Over the last few days I've been talking about ESOS and what it encompasses. The last step in compliance is sign off and notification. The Lead Assessor has a responsibility to ensure that the clients they are working with have all of the evidence in place to demonstrate compliance and that it meets the required standards for compliance.
This doesn't remove any of the risk from the client however, it’s still very important that the evidence is reviewed and understood by the client, for when audited by the Environment Agency in the future it will be expected. Therefore when compiling the evidence pack, everything from company legal structure to energy profiling needs to be very transparent, easy to understand, accessible and with the ability to update. Making your ESOS evidence dossier a live document is a simple first step to a full Energy Management System. It probably won't be a surprise to know that at digitalenergy we do this online, ensuring that all of the organisations we are working with for ESOS have an accessible (version controlled) evidence dossier online.

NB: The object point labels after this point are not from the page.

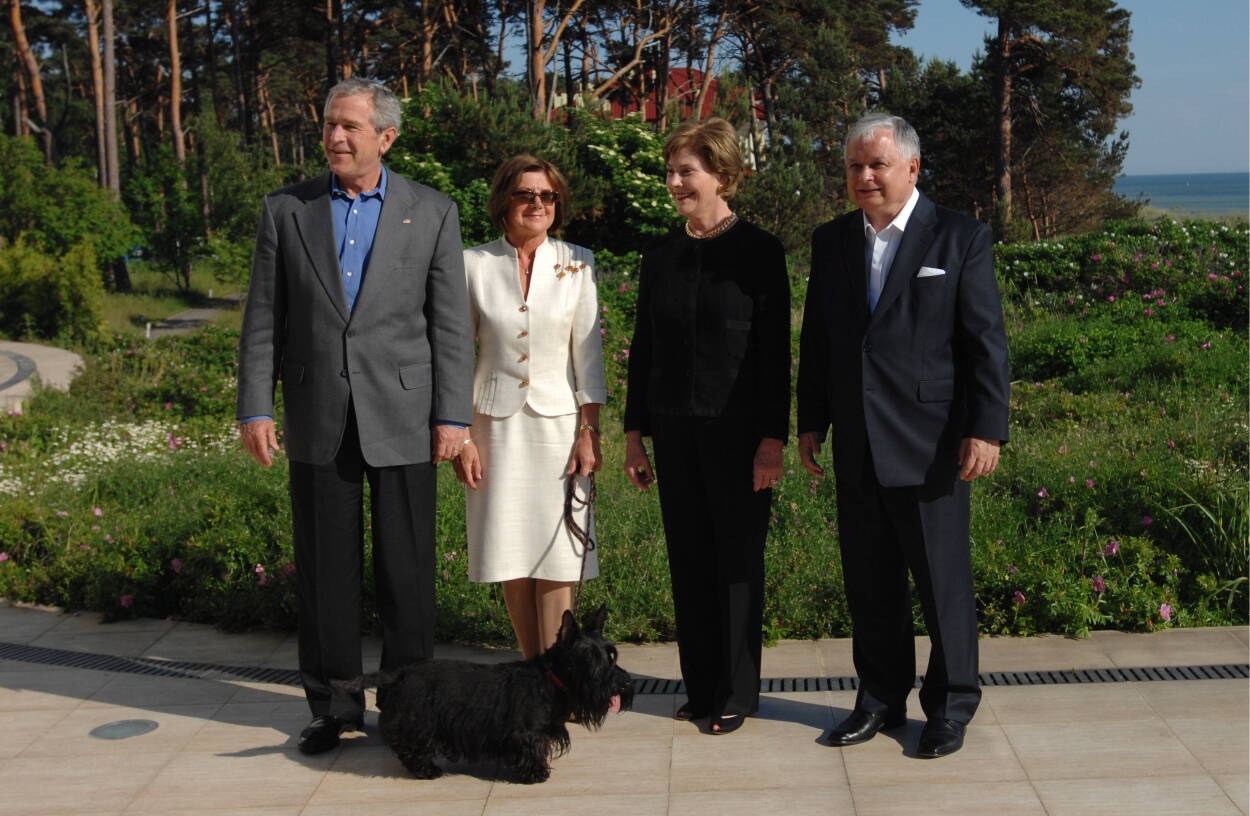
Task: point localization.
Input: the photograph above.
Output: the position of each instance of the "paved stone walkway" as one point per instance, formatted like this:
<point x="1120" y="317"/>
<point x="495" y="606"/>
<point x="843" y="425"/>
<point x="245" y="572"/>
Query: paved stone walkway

We also carry out a transparent online audit during the process of compliance, tracking 29 steps of compliance demonstration, this enables all parties to know where we are, what’s complete (and evidenced) and what is left to do before the ever looming deadline.
With 84 days left to compliance, having a process that is transparent really does help! It has certainly served us well to date, I have acted as Lead Assessor for organisations large and small and I can say in all honesty there hasn't been an issue that hasn't been overcome with ease and common sense.
As far as Data goes, getting reliable data from metering suppliers is never plain sailing but remembering that estimations can be used is important. This is especially true where transport data is concerned - this is a common area for improvement across the board to date, but not a show stopper - ESOS allows estimation, just remember to document in your evidence pack how calculations are carried out.
One issue that has been quite difficult is arranging site access, it is unfortunate, but ESOS has been seen as somewhat forced upon us, so not all sites are keen to have an assessor poking around ... until you have chance to explain the potential benefits of course. Getting the actual senior management sign off has been much easier than expected, maybe a cultural shift, set by the Carbon Reduction Commitment that has led to boards and management recognising that more of an involvement is needed and it’s not correct in this era to just dump everything on an Energy or Facilities Manager.
So that’s it, I'm done, this is the fifth and last post relating to ESOS... for now anyway. although I have some ideas about how the scheme can be improved in the future :0)
If you would like to know more about ESOS and can't wait for the next post you can get in touch via LinkedIn or via our website www.digitalenergy.org.uk or feel free to twitter @digitalenergyuk.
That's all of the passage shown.